In una straordinaria scoperta archeologica, gli scavi nella necropoli di Porta Sarno, appena fuori dalle antiche mura della città di Pompei, hanno portato alla luce una tomba monumentale adornata con sculture funerarie quasi a grandezza naturale, offrendo nuove informazioni sulle usanze funerarie, la religione e la gerarchia sociale dei Romani.
Scoperta e contesto
La tomba monumentale è stata portata alla luce nell'ambito del progetto di ricerca "Investigating the Archaeology of Death in Pompeii" (Indagine sull'archeologia della morte a Pompei), un'iniziativa multidisciplinare che coinvolge il Parco Archeologico di Pompei e l'Università di Valencia. Sebbene l'area fosse stata parzialmente esplorata durante precedenti scavi negli anni '90, i recenti lavori iniziati nel luglio 2024 hanno portato alla luce un'ampia parete tombale con diverse nicchie funerarie, sormontata da un suggestivo altorilievo raffigurante due figure.
Il rilievo scolpito: una coppia congelata nel tempo
Nella parte superiore della parete della tomba sono collocate due figure scolpite a grandezza naturale, un uomo e una donna, realizzate in uno stile ad alto rilievo eccezionalmente raro nell'arte funeraria dell'Italia meridionale. Si ritiene che le figure risalgano al periodo tardo-repubblicano (fine II - I secolo a.C.), un'epoca in cui Pompei era una fiorente città romana prima della sua distruzione da parte del Vesuvio nel 79 d.C.
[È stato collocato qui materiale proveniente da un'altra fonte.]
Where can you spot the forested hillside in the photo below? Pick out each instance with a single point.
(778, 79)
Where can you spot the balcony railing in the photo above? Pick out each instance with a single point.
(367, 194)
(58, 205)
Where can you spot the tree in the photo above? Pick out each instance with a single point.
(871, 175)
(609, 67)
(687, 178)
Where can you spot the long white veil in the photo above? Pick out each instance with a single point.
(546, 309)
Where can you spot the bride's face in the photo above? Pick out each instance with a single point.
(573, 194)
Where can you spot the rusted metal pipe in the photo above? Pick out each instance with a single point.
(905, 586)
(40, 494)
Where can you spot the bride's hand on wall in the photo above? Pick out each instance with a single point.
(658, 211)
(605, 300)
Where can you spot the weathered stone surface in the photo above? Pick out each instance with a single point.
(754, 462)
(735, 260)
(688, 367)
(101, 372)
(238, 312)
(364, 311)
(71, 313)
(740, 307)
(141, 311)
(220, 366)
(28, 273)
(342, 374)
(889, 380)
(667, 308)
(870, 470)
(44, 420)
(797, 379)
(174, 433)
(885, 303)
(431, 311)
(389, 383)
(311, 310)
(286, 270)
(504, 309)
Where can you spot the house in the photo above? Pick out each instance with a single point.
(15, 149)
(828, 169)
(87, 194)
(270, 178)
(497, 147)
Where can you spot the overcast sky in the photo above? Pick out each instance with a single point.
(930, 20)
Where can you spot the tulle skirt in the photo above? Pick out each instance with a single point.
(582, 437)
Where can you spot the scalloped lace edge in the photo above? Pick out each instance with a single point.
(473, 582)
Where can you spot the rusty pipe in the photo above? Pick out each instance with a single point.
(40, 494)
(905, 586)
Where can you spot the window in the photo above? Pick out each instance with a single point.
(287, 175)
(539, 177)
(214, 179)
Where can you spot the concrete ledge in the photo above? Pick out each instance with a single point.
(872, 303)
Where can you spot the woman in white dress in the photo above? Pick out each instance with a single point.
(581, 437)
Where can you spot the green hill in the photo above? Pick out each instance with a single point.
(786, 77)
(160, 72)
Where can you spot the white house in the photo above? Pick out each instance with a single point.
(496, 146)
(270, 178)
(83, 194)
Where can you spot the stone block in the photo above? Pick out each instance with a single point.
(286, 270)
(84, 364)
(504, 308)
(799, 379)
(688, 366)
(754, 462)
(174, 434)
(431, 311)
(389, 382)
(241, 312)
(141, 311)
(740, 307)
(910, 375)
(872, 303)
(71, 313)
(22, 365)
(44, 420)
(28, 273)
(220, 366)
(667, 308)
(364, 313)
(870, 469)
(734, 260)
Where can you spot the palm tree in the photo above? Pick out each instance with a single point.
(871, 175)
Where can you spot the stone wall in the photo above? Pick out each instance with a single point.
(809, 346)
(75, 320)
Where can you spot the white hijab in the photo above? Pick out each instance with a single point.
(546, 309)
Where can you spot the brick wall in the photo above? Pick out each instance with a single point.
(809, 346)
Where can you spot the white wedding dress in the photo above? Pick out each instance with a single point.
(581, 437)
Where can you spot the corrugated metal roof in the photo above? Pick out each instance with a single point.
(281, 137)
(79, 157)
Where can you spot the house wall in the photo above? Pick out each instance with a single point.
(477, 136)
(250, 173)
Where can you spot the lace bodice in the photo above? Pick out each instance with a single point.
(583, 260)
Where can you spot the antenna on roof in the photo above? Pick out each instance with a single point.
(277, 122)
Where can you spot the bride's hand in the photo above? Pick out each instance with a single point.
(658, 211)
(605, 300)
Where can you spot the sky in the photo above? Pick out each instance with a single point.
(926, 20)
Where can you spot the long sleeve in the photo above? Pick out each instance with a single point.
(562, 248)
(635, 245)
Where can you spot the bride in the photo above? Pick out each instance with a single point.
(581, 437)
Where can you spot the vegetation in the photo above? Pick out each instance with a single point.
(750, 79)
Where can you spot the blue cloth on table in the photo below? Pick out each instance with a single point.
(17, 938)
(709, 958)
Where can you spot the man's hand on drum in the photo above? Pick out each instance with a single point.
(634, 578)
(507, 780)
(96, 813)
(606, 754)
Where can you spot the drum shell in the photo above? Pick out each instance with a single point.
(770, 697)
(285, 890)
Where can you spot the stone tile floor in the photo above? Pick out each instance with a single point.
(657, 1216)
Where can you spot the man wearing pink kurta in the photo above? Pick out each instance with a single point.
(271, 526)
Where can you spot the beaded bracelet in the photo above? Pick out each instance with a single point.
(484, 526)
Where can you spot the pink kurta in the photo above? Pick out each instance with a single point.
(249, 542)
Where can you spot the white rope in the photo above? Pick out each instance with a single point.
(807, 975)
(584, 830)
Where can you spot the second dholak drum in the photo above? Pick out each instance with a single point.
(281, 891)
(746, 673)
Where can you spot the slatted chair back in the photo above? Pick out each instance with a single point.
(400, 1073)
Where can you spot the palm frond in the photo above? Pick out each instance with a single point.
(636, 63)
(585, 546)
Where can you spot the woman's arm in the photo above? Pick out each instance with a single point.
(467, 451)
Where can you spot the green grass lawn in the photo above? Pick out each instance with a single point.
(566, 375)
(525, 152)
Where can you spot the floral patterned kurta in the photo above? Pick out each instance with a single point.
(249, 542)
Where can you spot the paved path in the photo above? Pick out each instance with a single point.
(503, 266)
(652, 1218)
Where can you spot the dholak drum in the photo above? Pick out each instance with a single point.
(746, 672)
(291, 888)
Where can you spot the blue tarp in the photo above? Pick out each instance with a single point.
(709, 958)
La figura femminile è ricca di dettagli: indossa gioielli come orecchini, braccialetti e una caratteristica collana a forma di mezzaluna, simbolo indossato dalle donne romane e forse legato alle funzioni religiose. Alcuni esperti ipotizzano che potesse essere una sacerdotessa di Cerere, la dea romana dell'agricoltura, della fertilità e della maternità, sulla base dei simboli cerimoniali che tiene in mano e indossa.
La figura maschile, anch'essa in abiti classici, potrebbe rappresentare un parente o un conoscente, forse suo marito o suo figlio, ma senza iscrizioni non è possibile stabilirlo con certezza. Ciò che è chiaro, tuttavia, è che il monumento funebre fu realizzato per persone di grande importanza nella società pompeiana.
Cosa significa questo per la comprensione di Pompei
Questo ritrovamento è significativo non solo per la sua qualità artistica, ma anche per ciò che rivela sui rituali funerari romani e sui ruoli sociali. Sculture in altorilievo di queste dimensioni sono insolite nella regione, il che indica che le persone sepolte erano probabilmente cittadini di spicco. La scoperta aiuta gli archeologi a comprendere meglio come gli antichi pompeiani commemoravano i defunti e come i ruoli religiosi e familiari fossero interconnessi nel tessuto culturale della città.
Mostra ed esperienza dei visitatori
Dopo il loro ritrovamento, le sculture sono state trasportate con cura alla Palestra Grande all'interno del sito archeologico di Pompei, dove sono state sottoposte a restauro. Sono diventate il fulcro della mostra "Essere donna nell'antica Pompei", inaugurata il 16 aprile 2025 e aperta fino all'inizio del 2026. L'esposizione esplora il genere, lo status sociale e la vita quotidiana nell'antica città, utilizzando reperti come queste sculture per far rivivere la storia ai visitatori.
Organizza la tua visita
Mentre Pompei continua a svelare nuovi segreti nascosti sotto strati di cenere vulcanica, oggi i visitatori possono esplorare sia le antiche strade che le mostre in continua evoluzione che espongono le recenti scoperte. Le informazioni ufficiali sul sito, compresi gli orari di apertura e le opzioni di biglietteria, vengono aggiornate regolarmente e aiutano i turisti a pianificare la loro visita per vedere di persona questi straordinari reperti.